The L37DT30 makes good use of LED lighting’s innate light output advantage over plasma, too, to deliver 3D images that retain plenty of brightness even with Panasonic’s shuttering 3D glasses on.
Colours aren’t quite as rich looking as those of some other 3D TVs, most notably those from Samsung and LG. But this is, as we’ll see, a general - and not necessarily bad - characteristic of the panel, rather than being a specific 3D issue.
The 37in screen also does a better job of allowing you to see all the minute detailing in full HD 3D Blu-rays - though as noted in our review of the LG 42LW550T, passive sets of a small to medium size can look more ‘HD’ with 3D Blu-rays than you might imagine.
With the L37DT30’s impressive motion handling abilities ensuring that resolution isn’t lost in 3D when there’s a lot of action going on, there’s no doubt that it delivers the premium LCD 3D performance to date.
The screen’s 37in size also helps it produce a greater sense of sharpness and clarity when watching 2D HD sources, and emphasises the striking clarity of its motion handling. In fact,
bright 2D HD scenes look quite superb on the L37DT30, especially as the general clarity is underlined by some outstandingly subtle colour delineation. As noted, saturations aren’t as intense as on some rival models, but that certainly doesn’t make them less believable. Arguably the opposite is true, in fact.
However, while the L37DT30’s 37in size proves helpful in emphasising the range’s strengths, it also brings extra attention to its one significant shortcoming: contrast. As noted with the L32DT30, if you turn off the set’s local dimming function - which happens automatically if you select the set’s True Cinema preset - then the set’s black level response really doesn’t look very good at all, with really quite striking grey clouding over dark scenes.

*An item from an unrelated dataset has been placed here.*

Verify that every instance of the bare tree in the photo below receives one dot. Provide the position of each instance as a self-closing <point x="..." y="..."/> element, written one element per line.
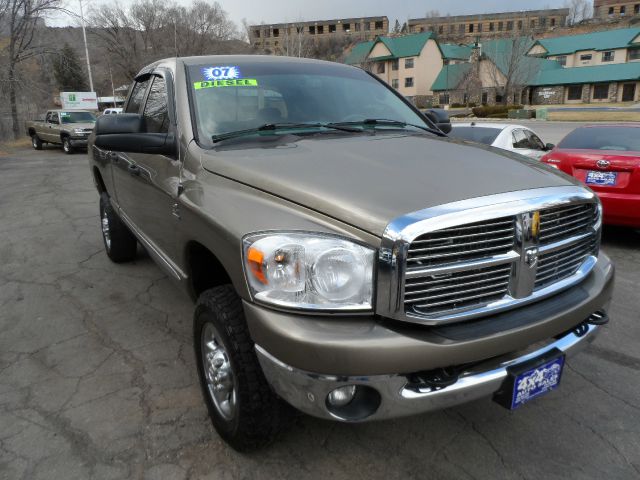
<point x="23" y="19"/>
<point x="296" y="42"/>
<point x="578" y="10"/>
<point x="506" y="63"/>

Turn the local dimming feature on, and the set’s black level response instantly improves dramatically. Which is great. The problem is that the much better black levels come at the expense of backlight consistency, as the local dimming engine - which is working with an edge LED lighting system - causes ‘clumps’ of extra brightness to appear around any bright objects that happen to be appearing against dark backgrounds.

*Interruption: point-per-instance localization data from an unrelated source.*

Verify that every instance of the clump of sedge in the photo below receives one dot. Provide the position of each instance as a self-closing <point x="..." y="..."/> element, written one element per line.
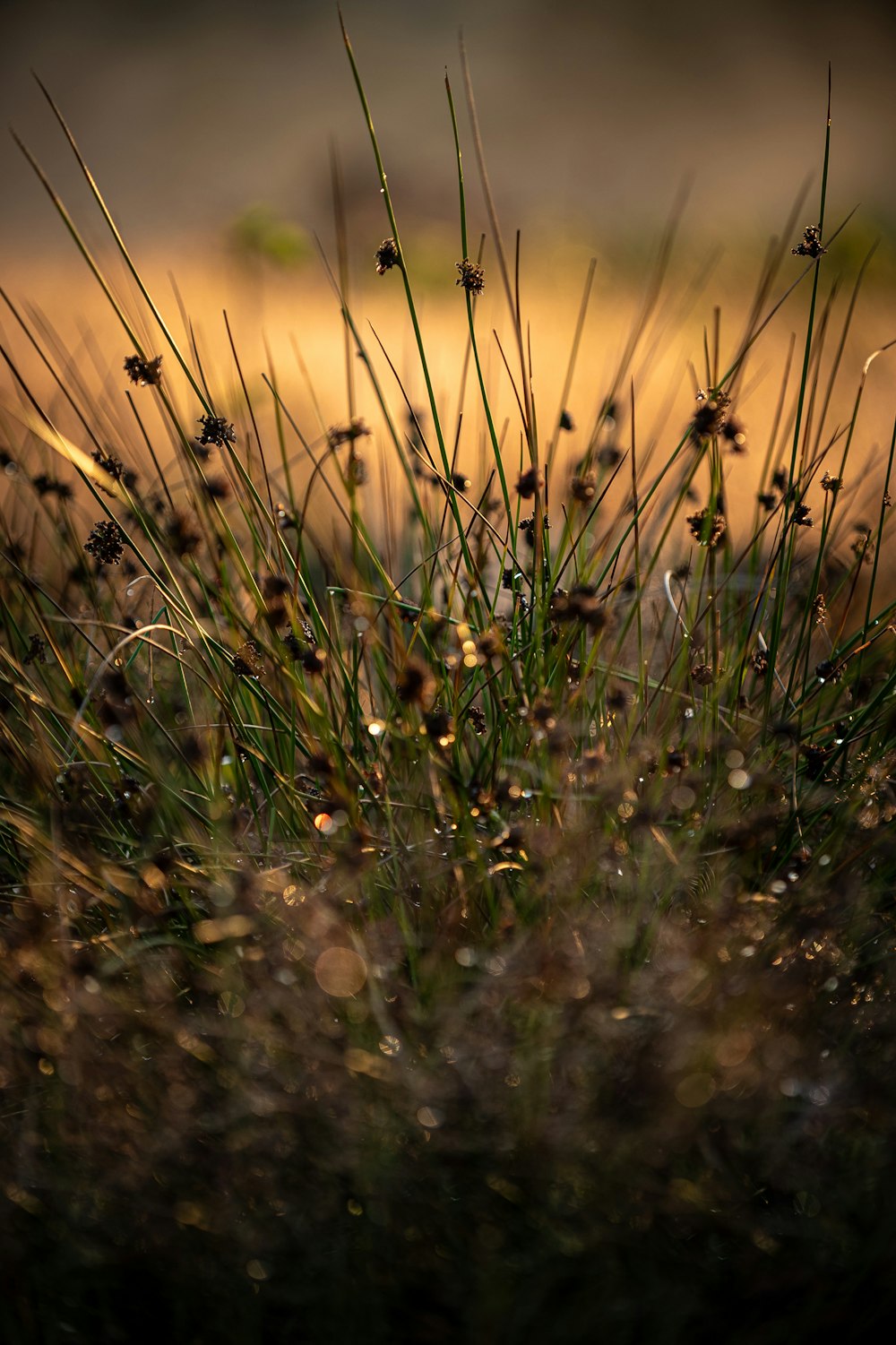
<point x="386" y="255"/>
<point x="105" y="542"/>
<point x="472" y="277"/>
<point x="810" y="246"/>
<point x="142" y="372"/>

This isn’t a regularly annoying issue while watching normal TV, as this favours predominantly bright, colourful content. But with most films we tried, there were at least a few scenes where the continual brightness adjustments and the lack of light consistency within a single frame were impossible to ignore.

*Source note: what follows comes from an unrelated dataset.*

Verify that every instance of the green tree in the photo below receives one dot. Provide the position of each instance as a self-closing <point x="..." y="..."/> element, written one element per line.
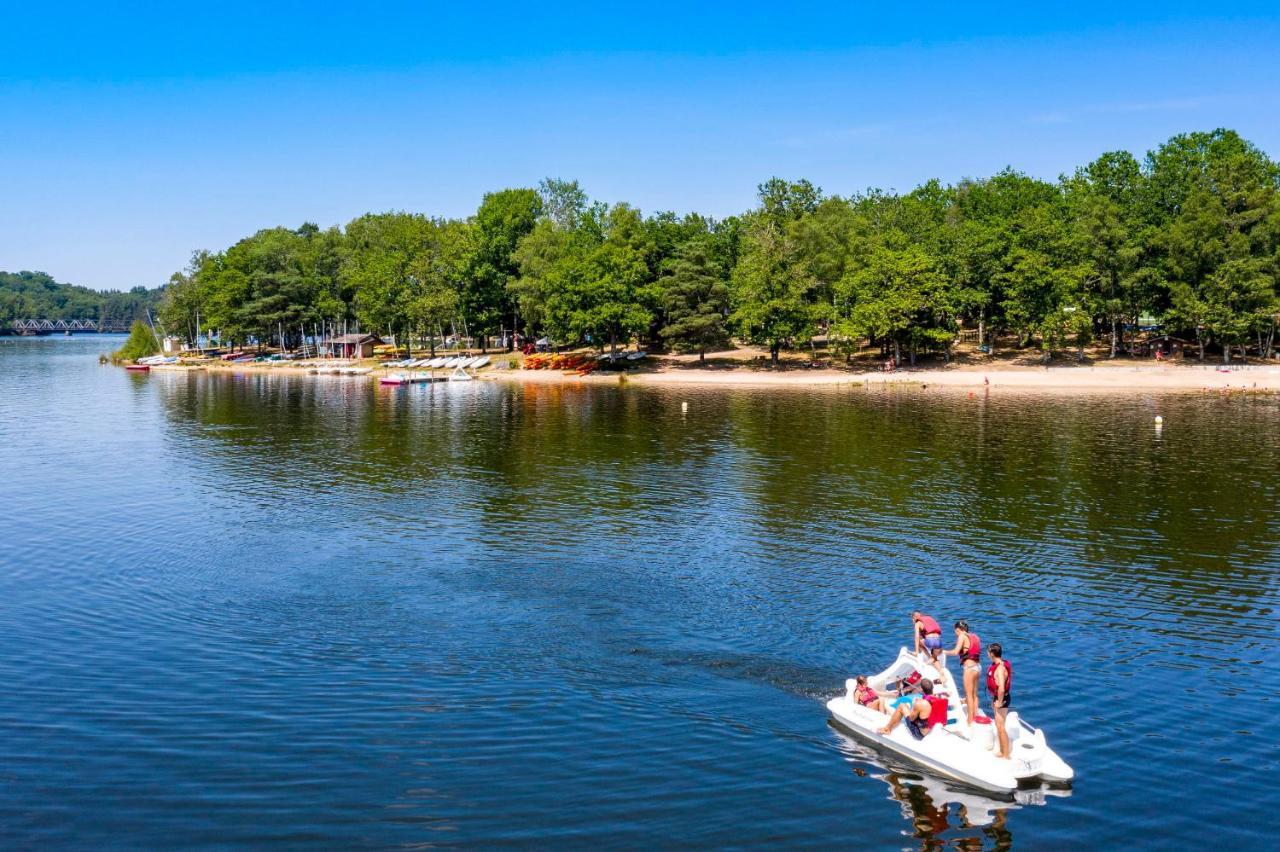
<point x="503" y="219"/>
<point x="696" y="301"/>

In a bid to finish on a bit higher note, we should draw attention to the L37DT30‘s reasonably - if not profoundly - clean and open soundstage; the fact that the L37DT30’s pictures retain their colour and contrast from a slightly wider viewing angle than normal LCD TVs; and best of all, an input lag using the screen’s Game picture preset of under 30ms, which makes it a great bet for console gamers.
If you’re looking for what’s currently last word in smallish 3D TV performance, Panasonic’s L37DT30 is it. Especially as the wearing of active shutter glasses ‘dims away’ the contrast flaws noted with 2D viewing. However, these contrast concerns do undermine the set’s 2D performance enough to stop us from being able to raise the L37DT30 to the 9 overall score level we’d hoped for.